Ces indices excitèrent la curiosité de M. de Ferrer, et il voulut pousser plus loin ses investigations. Il fit faire de minutieuses recherches dans les archives d’Amérique, conservées à Séville. On y découvrit les certificats ou attestations des officiers sous les ordres desquels Catalina avait servi, la pétition qu’elle adressa au roi, la réponse qui lui fut faite, l’ordonnance par laquelle une pension annuelle lui fut accordée, et beaucoup de lettres que je crois inutile de rapporter après M. de Ferrer. Une découverte plus singulière encore vint bientôt dissiper tous les doutes du persistant éditeur et récompensa le bibliophile de ses investigations ingénieuses. En compulsant les dossiers relatifs à Catalina, M. de Ferrer avait appris que le portrait de la monja avait été fait par Francisco Crescenzi, à Rome, où, selon toute probabilité, il devait exister encore. On chercha ce portrait dans toutes les galeries romaines, ce fut en vain ; mais, au commencement de 1829, M. de Ferrer, étant allé visiter à Aix-la-Chapelle le musée de M. Shepeler, se trouva tout à coup en face d’un tableau représentant une femme en habit de guerre, et, au haut de la toile, il lut cette inscription écrite en lettres d’or, d’un demi-pouce de hauteur : El alferez doña Catalina de Erauso, natural de San-Sebastian.
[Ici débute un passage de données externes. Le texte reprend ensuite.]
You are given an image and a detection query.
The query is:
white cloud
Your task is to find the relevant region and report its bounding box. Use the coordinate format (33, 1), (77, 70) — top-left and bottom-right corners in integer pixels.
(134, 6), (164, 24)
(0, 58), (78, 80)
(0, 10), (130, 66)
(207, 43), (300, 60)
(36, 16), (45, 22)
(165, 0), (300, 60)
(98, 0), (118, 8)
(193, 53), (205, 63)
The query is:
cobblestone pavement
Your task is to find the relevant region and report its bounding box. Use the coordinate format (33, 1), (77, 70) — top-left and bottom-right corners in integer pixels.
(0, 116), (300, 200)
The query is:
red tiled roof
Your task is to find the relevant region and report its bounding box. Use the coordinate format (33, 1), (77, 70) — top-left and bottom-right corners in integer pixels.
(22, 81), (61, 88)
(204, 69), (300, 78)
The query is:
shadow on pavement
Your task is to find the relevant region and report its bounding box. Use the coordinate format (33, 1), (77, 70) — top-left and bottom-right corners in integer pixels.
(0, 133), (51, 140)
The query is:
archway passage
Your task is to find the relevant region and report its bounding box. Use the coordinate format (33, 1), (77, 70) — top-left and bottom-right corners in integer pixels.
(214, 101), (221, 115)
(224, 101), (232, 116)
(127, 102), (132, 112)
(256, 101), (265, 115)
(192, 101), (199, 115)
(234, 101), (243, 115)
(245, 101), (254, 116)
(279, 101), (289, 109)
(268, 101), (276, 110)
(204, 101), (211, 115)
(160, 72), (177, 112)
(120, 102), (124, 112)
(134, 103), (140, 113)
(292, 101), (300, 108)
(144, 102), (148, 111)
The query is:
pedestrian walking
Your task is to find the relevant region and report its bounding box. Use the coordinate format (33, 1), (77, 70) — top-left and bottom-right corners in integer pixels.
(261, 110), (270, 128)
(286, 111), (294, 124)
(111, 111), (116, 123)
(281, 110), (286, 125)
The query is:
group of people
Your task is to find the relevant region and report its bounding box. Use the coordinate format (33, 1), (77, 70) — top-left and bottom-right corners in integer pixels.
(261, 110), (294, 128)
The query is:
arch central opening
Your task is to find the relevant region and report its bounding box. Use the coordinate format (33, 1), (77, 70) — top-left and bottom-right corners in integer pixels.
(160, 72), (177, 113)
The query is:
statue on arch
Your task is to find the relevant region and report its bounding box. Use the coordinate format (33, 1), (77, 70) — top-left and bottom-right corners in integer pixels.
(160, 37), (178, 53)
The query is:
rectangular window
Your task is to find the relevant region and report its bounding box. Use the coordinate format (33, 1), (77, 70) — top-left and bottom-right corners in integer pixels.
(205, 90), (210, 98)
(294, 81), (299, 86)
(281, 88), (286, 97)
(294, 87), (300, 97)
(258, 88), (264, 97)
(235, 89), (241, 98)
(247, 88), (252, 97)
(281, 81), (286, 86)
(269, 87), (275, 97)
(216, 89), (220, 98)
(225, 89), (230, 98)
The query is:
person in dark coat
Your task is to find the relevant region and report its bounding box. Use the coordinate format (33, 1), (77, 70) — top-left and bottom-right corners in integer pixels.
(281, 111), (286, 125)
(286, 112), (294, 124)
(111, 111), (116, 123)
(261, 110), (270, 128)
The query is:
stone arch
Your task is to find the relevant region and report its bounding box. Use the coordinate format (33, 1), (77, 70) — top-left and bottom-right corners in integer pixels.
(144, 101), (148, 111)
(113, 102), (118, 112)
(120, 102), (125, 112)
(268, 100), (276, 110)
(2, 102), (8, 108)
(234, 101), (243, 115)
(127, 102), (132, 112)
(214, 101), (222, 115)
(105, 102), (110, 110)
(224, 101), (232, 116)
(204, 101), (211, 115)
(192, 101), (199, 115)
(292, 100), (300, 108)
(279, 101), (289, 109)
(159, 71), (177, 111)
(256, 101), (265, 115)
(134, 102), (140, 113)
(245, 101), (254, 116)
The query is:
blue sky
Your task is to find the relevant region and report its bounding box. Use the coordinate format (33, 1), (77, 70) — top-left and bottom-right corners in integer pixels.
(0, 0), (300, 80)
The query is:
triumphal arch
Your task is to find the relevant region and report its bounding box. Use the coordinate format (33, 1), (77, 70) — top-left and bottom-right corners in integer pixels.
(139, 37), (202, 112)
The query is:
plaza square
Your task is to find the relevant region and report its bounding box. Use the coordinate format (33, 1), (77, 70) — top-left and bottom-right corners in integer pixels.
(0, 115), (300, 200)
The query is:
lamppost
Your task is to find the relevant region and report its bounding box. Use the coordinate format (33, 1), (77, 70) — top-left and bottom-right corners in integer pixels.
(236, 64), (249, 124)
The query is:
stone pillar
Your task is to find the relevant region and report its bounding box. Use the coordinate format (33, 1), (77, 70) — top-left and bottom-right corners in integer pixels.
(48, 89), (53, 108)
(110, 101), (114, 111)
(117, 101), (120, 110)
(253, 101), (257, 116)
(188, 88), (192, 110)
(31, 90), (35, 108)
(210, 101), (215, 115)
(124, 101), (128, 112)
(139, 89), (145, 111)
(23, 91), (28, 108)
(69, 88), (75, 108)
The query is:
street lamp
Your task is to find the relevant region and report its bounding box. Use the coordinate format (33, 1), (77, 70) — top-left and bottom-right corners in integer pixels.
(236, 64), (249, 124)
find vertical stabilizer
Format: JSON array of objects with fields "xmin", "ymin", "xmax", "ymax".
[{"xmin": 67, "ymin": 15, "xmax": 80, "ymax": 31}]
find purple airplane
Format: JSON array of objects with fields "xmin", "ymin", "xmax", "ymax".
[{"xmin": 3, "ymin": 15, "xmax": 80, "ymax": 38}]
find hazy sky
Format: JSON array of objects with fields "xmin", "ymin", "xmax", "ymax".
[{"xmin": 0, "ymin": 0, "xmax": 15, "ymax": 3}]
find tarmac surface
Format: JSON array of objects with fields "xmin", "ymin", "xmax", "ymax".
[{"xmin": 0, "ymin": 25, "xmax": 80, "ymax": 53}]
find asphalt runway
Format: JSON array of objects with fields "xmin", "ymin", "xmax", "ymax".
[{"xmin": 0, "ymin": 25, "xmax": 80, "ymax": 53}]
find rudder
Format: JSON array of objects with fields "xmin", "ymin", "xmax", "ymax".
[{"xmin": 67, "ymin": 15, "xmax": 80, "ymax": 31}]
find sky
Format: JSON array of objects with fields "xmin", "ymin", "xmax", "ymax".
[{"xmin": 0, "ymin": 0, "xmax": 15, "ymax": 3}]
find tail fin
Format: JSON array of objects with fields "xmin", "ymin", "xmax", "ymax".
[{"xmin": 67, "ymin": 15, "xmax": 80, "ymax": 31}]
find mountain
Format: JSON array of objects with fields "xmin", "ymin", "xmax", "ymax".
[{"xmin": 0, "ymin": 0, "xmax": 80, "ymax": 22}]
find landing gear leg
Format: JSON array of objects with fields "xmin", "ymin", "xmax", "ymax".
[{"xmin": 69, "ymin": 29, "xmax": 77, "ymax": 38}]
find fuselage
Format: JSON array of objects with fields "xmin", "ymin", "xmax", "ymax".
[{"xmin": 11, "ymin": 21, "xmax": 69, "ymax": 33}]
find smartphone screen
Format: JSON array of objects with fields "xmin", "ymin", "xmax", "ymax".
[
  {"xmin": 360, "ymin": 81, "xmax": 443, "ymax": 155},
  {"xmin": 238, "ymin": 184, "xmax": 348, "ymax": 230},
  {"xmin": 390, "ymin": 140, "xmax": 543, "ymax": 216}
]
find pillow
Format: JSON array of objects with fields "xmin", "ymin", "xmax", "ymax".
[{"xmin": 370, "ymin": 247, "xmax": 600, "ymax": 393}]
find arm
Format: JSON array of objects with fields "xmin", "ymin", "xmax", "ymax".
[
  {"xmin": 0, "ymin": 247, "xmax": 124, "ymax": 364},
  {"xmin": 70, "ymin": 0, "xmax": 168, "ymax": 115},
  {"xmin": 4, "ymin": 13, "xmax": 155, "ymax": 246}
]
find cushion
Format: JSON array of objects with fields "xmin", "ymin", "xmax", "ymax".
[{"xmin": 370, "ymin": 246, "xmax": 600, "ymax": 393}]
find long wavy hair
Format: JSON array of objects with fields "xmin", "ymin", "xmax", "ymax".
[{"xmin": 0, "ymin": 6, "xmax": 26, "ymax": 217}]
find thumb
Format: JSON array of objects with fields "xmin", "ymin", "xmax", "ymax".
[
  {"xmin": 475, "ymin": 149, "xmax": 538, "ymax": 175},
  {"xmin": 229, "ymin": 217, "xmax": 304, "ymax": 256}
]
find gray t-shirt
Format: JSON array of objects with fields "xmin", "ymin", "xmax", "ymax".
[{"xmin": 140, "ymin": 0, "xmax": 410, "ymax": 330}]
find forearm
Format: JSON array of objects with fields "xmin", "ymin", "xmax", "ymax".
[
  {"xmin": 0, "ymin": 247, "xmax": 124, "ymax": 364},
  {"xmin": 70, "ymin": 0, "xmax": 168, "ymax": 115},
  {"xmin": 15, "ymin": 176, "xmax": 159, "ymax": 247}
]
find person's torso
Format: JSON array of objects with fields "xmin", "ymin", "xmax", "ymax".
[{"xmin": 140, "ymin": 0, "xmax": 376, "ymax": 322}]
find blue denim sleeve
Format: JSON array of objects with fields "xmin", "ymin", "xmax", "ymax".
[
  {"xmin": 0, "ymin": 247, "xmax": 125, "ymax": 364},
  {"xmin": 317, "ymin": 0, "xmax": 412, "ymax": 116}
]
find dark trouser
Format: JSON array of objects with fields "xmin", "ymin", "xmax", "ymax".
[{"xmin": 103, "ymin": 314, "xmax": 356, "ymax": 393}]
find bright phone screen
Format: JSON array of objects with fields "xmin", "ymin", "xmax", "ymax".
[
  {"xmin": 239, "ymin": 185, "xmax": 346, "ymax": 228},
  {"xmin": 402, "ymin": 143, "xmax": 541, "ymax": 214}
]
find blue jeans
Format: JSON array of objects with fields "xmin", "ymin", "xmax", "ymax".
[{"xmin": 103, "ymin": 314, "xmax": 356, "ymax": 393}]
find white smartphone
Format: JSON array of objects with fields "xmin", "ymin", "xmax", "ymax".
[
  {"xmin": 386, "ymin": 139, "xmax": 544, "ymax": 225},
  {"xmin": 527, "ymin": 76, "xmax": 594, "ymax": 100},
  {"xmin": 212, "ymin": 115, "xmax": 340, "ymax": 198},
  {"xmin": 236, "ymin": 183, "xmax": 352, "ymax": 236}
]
Anno 1630. Le portrait, signé Pacheco [2] et non pas Crescenzi, avait été acheté à Madrid. Dès-lors M. de Ferrer n’hésita plus : il publia pour lui et pour ses amis le manuscrit de Catalina. On était alors à la veille de la révolution de juillet, c’était mal choisir son temps. La tourmente politique emporta le malheureux livre, qui disparut aussi mystérieusement que l’héroïne dont

  1. Les mémoires de Catalina, qui la font naître en 1585 et sortir du cloître en 1600, sont en désaccord avec les registres de sa paroisse et de son couvent, dont nous avons suivi les indications, et d’après lesquels, née en 1592, elle serait sortie du cloître en 1607.
  2. Deux peintres du nom de Pacheco ont illustré presque à la même époque l’école espagnole, Fr. Pacheco, le célèbre maître de Velasquez, et Christophe Pacheco, qui travaillait à Madrid pour le duc d’Albe. M. de Ferrer ne désigne pas l’auteur du portrait.